Some, like ESPN’s Jay Bilas—a union supporter—are calling the NLRB decision only a “short-term victory” for the establishment, because the NLRB basically just “punted” the issue to federal court, but it is actually far more damaging than that. It makes prospects in any kind of court, assuming this group of players (now largely graduated), keep fighting, daunting. Losing the NCAA’s appeal means that other football players have no other recourse unless a new group of students down the line tries again to organize their teammates and actually withhold their labor and refuse to take the field. Only that will make the Alan K. Cubbages of this world see the importance of actually sitting down with the players and engaging them as human beings as opposed to chattel.
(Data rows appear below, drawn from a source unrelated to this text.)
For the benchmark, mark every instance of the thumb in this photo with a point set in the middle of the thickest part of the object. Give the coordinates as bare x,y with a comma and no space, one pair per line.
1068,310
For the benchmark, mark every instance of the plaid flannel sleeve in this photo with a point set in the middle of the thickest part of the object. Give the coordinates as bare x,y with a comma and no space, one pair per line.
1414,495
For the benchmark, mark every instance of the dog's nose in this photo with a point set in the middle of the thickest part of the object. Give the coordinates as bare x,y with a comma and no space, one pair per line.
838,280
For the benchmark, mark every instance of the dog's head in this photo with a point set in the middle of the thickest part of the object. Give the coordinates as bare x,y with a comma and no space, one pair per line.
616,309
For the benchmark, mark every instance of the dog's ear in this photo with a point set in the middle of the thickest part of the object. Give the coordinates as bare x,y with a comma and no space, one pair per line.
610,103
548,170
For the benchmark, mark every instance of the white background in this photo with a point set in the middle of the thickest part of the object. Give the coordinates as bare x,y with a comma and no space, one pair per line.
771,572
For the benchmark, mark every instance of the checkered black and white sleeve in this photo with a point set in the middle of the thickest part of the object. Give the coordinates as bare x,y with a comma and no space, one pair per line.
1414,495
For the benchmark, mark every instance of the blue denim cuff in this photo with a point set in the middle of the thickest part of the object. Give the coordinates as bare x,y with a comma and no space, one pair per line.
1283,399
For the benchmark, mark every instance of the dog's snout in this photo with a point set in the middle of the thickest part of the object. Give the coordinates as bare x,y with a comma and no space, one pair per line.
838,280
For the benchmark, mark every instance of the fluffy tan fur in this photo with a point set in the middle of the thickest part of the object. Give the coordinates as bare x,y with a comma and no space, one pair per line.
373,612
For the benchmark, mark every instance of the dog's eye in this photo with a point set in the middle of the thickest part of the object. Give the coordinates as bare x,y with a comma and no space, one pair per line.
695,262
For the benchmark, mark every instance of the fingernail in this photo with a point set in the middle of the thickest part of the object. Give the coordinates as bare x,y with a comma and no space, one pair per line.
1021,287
That may sound somewhat pie-in-the-sky, but it is also inevitable. As long as the NCAA makes billions for themselves and cable networks, millions for coaches and broadcasters, and thousands of dollars for all manner of people attaching themselves to this beached whale of a system, players will grouse, they will grumble, and eventually, they will organize. The NCAA and their lawyers—who by the way did not work this case on an amateur basis—will say that their system now sits on a firm legal foundation. Perhaps. But morally, they still do not have a leg to stand on.